James Showalter describes a specific, though somewhat unlikely, nightmare scenario. Imagine someone pulling up to your house, cracking your Wi-Fi password, and tampering with the solar inverter mounted beside your garage. This unassuming gray box converts the direct current from your rooftop panels into the alternating current that powers your home. “You’ve got to have a solar stalker for this scenario to play out,” says Showalter, referring to someone with both the technical skills and motivation to hack a home energy system.
As the CEO of EG4 Electronics, a Texas-based company, Showalter doesn’t consider this sequence of events particularly probable.

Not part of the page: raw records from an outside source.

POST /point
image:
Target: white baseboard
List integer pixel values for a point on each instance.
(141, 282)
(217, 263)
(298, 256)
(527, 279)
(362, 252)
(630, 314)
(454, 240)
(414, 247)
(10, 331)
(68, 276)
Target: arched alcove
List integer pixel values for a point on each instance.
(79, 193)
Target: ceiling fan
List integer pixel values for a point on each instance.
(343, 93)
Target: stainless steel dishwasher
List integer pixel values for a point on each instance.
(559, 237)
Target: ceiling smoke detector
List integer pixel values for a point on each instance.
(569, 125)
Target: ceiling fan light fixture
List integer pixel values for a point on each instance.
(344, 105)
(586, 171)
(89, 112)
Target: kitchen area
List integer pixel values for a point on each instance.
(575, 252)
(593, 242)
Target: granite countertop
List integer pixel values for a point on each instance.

However, it became a topic of discussion when the U.S. Cybersecurity and Infrastructure Security Agency (CISA) published an advisory detailing security vulnerabilities in EG4’s solar inverters. The flaws could allow an attacker with network access and the inverter’s serial number to intercept data, install malicious firmware, or take control of the system.
For the roughly 55,000 customers using EG4’s affected inverters, this revelation was unsettling. Many had little understanding of how these devices function. Modern solar inverters are no longer just simple power converters—they now serve as the backbone of home energy systems, monitoring performance, communicating with utility companies, and feeding excess power back into the grid.
This shift has occurred largely unnoticed. “Nobody knew what the hell a solar inverter was five years ago,” observes Justin Pascale, a principal consultant at Dragos, a cybersecurity firm specializing in industrial systems. “Now we’re talking about it at the national and international level.”
The rise of residential solar installations has turned individual homes into miniature power plants. According to the U.S. Energy Information Administration, small-scale solar installations—primarily residential—grew more than fivefold between 2014 and 2022. Falling costs, government incentives, and growing climate awareness have made solar power mainstream.
However, each new installation adds another node to an expanding network of interconnected devices, increasing energy independence but also creating potential entry points for malicious actors.
When questioned about EG4’s security standards, Showalter acknowledges shortcomings but argues the issue is industry-wide. He cites a 14-page report cataloging 88 solar energy vulnerability disclosures since 2019. Some customers, however, remain unimpressed, particularly after CISA’s advisory revealed fundamental design flaws, including unencrypted communication, lack of firmware integrity checks, and weak authentication procedures.
“These were fundamental security lapses,” says one anonymous customer. “Adding insult to injury, EG4 didn’t even notify me or suggest mitigations.” Showalter explains the delay in alerting customers as a “live and learn” moment, stating the company wanted to address CISA’s concerns before informing users.
The timing of EG4’s security issues coincides with broader concerns about renewable energy supply chains. Earlier this year, U.S. officials reportedly found unexplained communication devices in some inverters and batteries made in China. Given China’s dominance in solar manufacturing—Huawei alone accounts for 29% of global inverter shipments—these discoveries have raised geopolitical concerns.
Lithuania, for example, passed a law blocking remote Chinese access to solar, wind, and battery installations above 100 kilowatts. Showalter says EG4 is moving away from Chinese suppliers in response to customer concerns.
The vulnerabilities in EG4’s systems highlight broader risks. The U.S. National Institute of Standards and Technology warns that a coordinated attack on numerous home inverters could destabilize the grid. However, such an attack faces practical challenges, requiring simultaneous compromise of vast numbers of individual systems.
Residential solar installations operate in a regulatory gray zone. While utility-scale facilities face strict cybersecurity standards, smaller systems lack mandatory requirements, leaving security largely to manufacturers’ discretion.
For example, unencrypted data transmission—one of EG4’s cited flaws—is common in utility-scale environments for monitoring purposes. “In an operational environment, most things are transmitted in plain text,” Pascale explains.
The real concern lies in the aggregate vulnerability of a rapidly expanding distributed energy network. As power flows from millions of small sources rather than a few large ones, the attack surface grows exponentially. Each inverter represents a potential weak point in a system not designed for such complexity.
Showalter frames CISA’s intervention as a “trust upgrade,” an opportunity to strengthen EG4’s security and stand out in the market. Since June, the company has worked with CISA to address vulnerabilities, reducing an initial list of ten issues to three, with fixes expected by October.
For customers frustrated by EG4’s response, the episode underscores an uncomfortable reality. Many adopted solar technology for environmental benefits, only to find themselves entangled in a complex cybersecurity landscape few fully understand.